L'iconographie débute par la scène dite de la Pâmoison, au registre inférieur de l'ensemble est. D'après la tradition, dont témoignent les évangiles apocryphes mais aussi la Légende dorée, les apôtres auraient été présents lors de la mort de la Vierge. Celle-ci fut une mort d'amour, une extase ou “pâmoison”. Ici, Pierre et Jean soutiennent Marie et, innovation iconographique, elle reçoit la communion des mains de Jésus lui-même, qui lui dit : “Reçois, ma bien-aimée, ce que bientôt je vais parfaire chez mon Père”. Debout, aux extrémités du mur nord, s'entretenant de la mort de la Vierge, on trouve saint Timothée et saint Denys l'Aéropagite. D'après saint Jean Damascène, ils auraient été témoins, avec les apôtres, de l'événement.

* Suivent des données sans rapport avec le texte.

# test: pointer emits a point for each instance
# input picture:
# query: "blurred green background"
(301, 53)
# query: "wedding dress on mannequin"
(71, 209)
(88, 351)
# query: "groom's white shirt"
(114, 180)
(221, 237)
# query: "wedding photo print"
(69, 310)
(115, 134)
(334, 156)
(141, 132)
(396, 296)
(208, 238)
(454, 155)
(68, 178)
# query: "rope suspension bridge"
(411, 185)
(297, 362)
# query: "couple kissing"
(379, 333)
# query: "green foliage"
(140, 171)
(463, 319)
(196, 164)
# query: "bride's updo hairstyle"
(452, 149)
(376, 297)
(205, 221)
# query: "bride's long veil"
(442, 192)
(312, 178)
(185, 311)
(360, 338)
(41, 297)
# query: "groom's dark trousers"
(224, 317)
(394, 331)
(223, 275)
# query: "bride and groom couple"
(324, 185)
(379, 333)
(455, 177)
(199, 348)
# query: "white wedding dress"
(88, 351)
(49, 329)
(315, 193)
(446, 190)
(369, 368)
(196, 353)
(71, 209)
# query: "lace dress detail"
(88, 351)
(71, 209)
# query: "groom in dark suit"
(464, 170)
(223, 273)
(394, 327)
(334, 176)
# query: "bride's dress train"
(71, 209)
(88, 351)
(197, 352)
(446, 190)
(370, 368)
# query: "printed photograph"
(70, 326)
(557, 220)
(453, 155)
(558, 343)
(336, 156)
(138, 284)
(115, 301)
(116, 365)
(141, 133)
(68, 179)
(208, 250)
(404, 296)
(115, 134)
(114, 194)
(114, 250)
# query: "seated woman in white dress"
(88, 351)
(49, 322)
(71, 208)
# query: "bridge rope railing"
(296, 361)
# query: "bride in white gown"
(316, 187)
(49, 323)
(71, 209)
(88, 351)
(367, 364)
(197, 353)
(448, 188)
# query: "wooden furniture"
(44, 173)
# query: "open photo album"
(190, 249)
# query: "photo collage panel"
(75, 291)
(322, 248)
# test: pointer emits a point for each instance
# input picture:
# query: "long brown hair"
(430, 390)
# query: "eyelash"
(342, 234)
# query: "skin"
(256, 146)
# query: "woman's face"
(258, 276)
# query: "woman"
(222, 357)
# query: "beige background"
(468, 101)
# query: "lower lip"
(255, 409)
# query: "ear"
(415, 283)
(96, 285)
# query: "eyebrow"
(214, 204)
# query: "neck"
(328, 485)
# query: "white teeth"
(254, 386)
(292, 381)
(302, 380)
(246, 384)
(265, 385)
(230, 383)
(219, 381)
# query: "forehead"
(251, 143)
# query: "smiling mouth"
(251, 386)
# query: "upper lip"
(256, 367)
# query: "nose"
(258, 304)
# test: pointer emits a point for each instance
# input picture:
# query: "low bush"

L'ensevelissement de la Vierge apparaît au registre inférieur du mur ouest. La scène se veut une réplique de la Mise au tombeau du transept sud. Bien que le style soit différent, on retrouve la paix et la sérénité du visage du Christ dans celui de la Vierge. L'artiste a voulu montrer que la mort de la Vierge ne fut pas un arrachement, mais son entrée dans la vie de Dieu. C'est ce que la tradition appelle la dormition.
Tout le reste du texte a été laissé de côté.